IPCTV

Japan;
- City: Tokyo
- Channels: Digital: SKY PerfecTV: Channel 514;

Programming
- Affiliations: Globo International Network

Ownership
- Owner: IPC World Inc. Grupo Globo

History
- Founded: 7 September 1995
- First air date: 1 October 1996
- Last air date: 31 March 2019
- Former affiliations: TVE Internacional (2001-2010); RecordTV Internacional (2001-2010);

Links
- Website: www.ipctv.jp

= IPCTV =

IPCTV was a Japanese television channel serving the Brazilian community in Japan, owned by IPC World Inc. It aired on channel 514 of the pay TV provider SKY PerfecTV and was affiliated to TV Globo Internacional. It was the first Brazilian TV station to be based outside of Brazil.

== History ==
The station was founded on 7 September 1995 as "PLC Television Network Corporation" and from 1 October 1996 began transmitting its satellite signal by SKY PerfecTV (at the time PerfecTV). Negotiations with Globo started since September 1995; in addition to airing Globo programming, educational programming sourced from the public networks (TVE Brasil and at a later stage TV Cultura) were also carried. IPC's "Brazil Channel" was not the only channel provided by the company, as there was also an agreement with the Miami-based SUR (Sistema Unido de Retransmisión), which was carried on a separate channel with a separate subscription fee.

The plan to launch the channel was impulsed by the growing market of recordings of Brazilian programs from VHS tapes sent by relatives. Nearly one year after the channel launched, it had 210,000 subscribers, already produced local programming and relayed Jornal da Band, in addition to Jornal Nacional.

The channel was the initiative of Yoshio Muranaga, who founded the International Press newspaper in the early 90s. Muranaga's company signed a contract with Globo to broadcast its programs via subscription satellite TV. A second channel with Latin American programming was also carried. The two channels had accumulated 24,000 subscribers by June 1998, while Muranaga had earned more than US$2 million from subscriptions.

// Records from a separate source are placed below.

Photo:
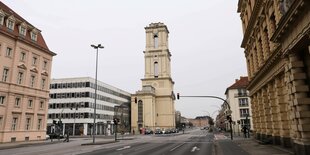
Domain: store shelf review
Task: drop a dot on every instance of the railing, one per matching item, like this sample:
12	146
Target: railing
241	94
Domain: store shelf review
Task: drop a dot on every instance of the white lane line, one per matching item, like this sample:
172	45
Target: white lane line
177	147
195	148
123	148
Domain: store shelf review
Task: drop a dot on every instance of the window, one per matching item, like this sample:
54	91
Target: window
39	123
8	52
20	77
30	102
243	102
33	36
32	80
28	123
2	100
5	74
17	101
22	56
156	71
43	81
244	112
44	64
140	111
155	41
1	18
34	60
41	104
22	31
10	24
1	120
14	123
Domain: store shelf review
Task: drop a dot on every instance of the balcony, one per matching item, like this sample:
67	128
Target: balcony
241	94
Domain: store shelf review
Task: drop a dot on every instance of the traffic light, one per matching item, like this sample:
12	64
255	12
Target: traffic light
115	121
59	123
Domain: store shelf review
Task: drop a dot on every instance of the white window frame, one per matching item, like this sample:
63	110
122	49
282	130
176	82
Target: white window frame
43	83
40	120
32	81
34	36
10	24
14	123
45	63
20	76
28	123
34	60
30	103
22	56
2	99
17	101
9	52
22	30
42	105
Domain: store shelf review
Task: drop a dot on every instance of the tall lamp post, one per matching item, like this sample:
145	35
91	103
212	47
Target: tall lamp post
94	125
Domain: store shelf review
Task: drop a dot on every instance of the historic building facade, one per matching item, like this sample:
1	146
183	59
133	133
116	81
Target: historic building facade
25	70
153	106
72	103
277	50
240	104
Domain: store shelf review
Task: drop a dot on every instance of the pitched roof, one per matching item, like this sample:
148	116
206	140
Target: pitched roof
40	43
239	83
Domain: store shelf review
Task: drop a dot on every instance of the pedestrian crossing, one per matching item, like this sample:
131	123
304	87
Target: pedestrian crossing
220	136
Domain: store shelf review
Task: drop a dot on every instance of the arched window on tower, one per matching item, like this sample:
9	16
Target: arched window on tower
155	41
140	111
156	70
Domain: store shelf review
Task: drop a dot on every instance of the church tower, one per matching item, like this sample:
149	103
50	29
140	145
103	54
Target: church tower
153	106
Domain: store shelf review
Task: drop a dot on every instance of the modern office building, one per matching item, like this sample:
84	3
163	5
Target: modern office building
276	44
25	71
153	106
240	104
72	101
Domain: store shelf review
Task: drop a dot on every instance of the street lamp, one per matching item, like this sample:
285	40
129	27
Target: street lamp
94	125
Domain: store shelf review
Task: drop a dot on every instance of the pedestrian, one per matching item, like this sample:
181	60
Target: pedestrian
244	130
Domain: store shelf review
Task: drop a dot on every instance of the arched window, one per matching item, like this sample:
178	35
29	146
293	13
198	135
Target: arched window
155	41
156	70
140	111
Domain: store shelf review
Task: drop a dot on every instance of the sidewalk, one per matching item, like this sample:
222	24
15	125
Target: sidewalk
253	146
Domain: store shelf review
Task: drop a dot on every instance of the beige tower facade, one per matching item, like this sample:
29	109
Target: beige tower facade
25	72
276	44
153	106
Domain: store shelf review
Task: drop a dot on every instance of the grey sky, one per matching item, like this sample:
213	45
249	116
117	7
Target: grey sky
204	40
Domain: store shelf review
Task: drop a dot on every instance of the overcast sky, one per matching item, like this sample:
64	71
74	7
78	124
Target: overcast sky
204	40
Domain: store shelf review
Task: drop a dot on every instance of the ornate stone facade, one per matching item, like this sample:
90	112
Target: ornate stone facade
153	106
25	72
277	49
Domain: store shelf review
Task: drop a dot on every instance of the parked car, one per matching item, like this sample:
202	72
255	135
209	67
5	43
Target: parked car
158	131
55	136
148	131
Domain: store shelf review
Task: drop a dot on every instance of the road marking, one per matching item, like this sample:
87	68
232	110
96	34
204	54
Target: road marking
195	148
123	148
176	147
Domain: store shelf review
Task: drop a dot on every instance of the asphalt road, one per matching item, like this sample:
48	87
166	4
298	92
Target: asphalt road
196	142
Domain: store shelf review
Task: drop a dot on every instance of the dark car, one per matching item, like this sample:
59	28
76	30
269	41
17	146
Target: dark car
158	131
56	136
148	131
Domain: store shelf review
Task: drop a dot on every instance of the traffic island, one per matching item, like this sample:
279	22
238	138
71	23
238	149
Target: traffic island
100	143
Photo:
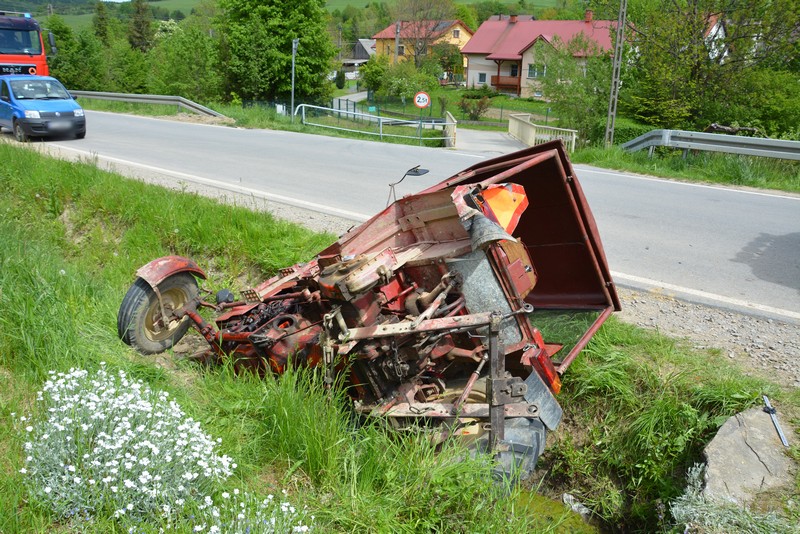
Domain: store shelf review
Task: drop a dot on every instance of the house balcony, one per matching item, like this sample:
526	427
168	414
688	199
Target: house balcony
506	83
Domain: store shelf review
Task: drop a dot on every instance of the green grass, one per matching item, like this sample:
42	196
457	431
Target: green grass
727	169
640	409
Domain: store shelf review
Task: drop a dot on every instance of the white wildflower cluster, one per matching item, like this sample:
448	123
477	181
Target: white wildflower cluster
243	513
108	444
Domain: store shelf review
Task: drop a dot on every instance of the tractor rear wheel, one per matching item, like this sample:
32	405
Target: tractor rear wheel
140	323
518	452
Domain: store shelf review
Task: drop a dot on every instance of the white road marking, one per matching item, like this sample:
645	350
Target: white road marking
355	216
738	303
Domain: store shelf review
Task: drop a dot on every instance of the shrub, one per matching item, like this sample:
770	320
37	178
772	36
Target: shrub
484	91
109	447
474	109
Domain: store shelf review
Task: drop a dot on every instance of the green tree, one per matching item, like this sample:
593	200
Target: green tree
373	72
576	82
186	62
420	31
695	57
403	81
258	48
100	22
128	69
467	14
140	28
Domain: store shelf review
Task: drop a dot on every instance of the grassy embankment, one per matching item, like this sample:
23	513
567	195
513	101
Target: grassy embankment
639	406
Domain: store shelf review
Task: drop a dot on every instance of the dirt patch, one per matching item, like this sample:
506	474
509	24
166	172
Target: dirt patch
763	348
199	119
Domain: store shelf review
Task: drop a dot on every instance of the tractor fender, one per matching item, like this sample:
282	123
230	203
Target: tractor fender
162	268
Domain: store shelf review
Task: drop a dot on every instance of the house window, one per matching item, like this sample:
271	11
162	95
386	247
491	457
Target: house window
537	71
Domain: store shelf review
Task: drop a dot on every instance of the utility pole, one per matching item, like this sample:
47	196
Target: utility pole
295	42
396	40
614	96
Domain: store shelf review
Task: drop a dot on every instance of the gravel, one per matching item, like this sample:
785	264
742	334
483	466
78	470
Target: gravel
762	347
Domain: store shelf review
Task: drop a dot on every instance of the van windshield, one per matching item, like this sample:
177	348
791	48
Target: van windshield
38	90
20	42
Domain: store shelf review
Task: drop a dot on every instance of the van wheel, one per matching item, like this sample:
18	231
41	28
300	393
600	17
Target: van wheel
19	133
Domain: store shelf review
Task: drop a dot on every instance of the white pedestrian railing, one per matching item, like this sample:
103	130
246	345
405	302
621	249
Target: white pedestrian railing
521	128
732	144
350	121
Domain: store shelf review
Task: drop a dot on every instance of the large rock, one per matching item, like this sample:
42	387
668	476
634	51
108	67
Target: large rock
746	457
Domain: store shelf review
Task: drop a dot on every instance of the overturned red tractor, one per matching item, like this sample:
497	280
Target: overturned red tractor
431	309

In 2001, the channel was renamed IPCTV and retransmitted TVE Internacional on channel 332, RecordTV Internacional on channel 333, Globo Internacional on channel 334.

In 2006, channel 333, which had a high amount of in-house productions, was the most-viewed channel of the network.

As of August 2007, IPCTV was renamed as IPC World TV.

In 2010, the three channels were closed and IPC World TV was renamed IPCTV and became affiliated only with Globo, broadcasting on channel 514 on SKY PerfecTV. In addition, it launched the in-house produced news program JPTV; the first "PraçaTV" (regional news) outside Brazil.

On 2 December 2014, IPCTV became a mere repeater of TV Globo International, and has no more local programming. At this point, "JPTV" was the only local program in production and was replaced by the noon edition of SPTV, produced by TV Globo São Paulo.

On 31 March 2019, IPCTV was officially closed due to the termination of Globo's contract for an indefinite period.